(La salle de visite au Louvre Hydrothérapique. Au fond, grande baie à jour, de toute la largeur de la scène donnant sur une cour. Une grille, également de toute la largeur de la scène, sépare la salle de visite de la cour. Porte d'entrée au fond, au milieu de la grille. À droite, second plan, une porte donnant dans la salle de douche. À gauche, deuxième plan, une porte vitrée avec des petits rideaux blancs. À droite et à gauche, premier plan, une baignoire placée parallèlement au mur, de façon à ce que les baigneurs soient face au public. Robinets autant que possible fonctionnant ; de chaque côté également, un paravent se développant du manteau d'arlequin auquel il est fixé, vers le fond. À droite de la porte d'entrée, contre la grille, une pomme de douche fonctionnant. À gauche de la porte d'entrée une petite table et une chaise. Tabouret auprès de chaque baignoire, tabourets dans le fond.)

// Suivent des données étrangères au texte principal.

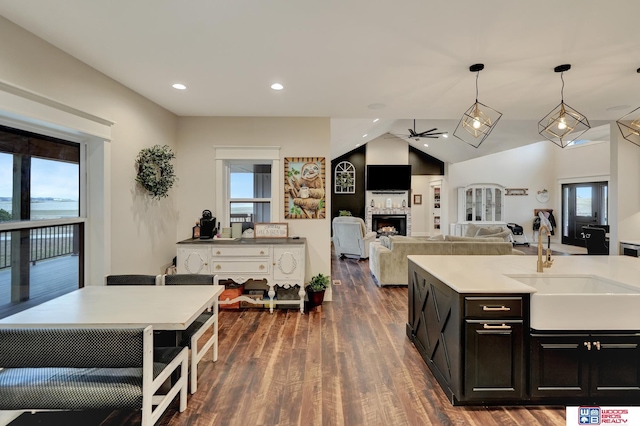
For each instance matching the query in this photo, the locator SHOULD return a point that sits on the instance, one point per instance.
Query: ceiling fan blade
(428, 131)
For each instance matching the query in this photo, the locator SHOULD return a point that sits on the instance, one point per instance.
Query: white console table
(278, 261)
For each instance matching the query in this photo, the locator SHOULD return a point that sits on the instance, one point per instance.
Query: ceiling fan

(GÉVAUDAN LAURE, ALFRED ) (Au lever du rideau, Alfred, Laure et Gévaudan font irruption par le fond, poussés violemment par Plucheux qui referme la grille sur eux.)ALFREDEh bien, voyons !… qu'est-ce que c'est que ces manières ?
LAUREEspèce de brutal !
GÉVAUDANOh ! mais ce cérémonial commence à me fatiguer !
ALFREDLe fait est que c'est d'un compliqué, de se marier à Paris !
GÉVAUDANJe comprends qu'il y ait tant de ménages irréguliers !
LAUREOn ne se marie pas tous les jours !
GÉVAUDANEnfin quel besoin Saint-Galmier avait-il de nous envoyer à sa campagne !… Nous étions aussi bien à Paris !… Avec ça qu'elle a l'air folichon sa campagne !… pas une fleur !… le tout dans quatre murs !… À Loches nous ne faisons pas tant de manières !… Nous appelons ça une cour.
LAUREEt comme c'est meublé ici ! regarde-moi ça !… Qu'est-ce que c'est que ça ?
ALFREDC'est probablement la petite mairie !…
LAUREAh ! c'est vrai !… Et voilà les fonts baptismaux !
GÉVAUDANNon ! je crois que c'est ce qu'on appelle à Paris une baignoire !
ALFREDC'est égal ! nous l'aurons gagné, notre mariage !…
LAURESans compter que je me demande pourquoi ces formalités ne sont que pour nous !
GÉVAUDANParbleu ! ils profitent de notre ignorance des us pour carotter !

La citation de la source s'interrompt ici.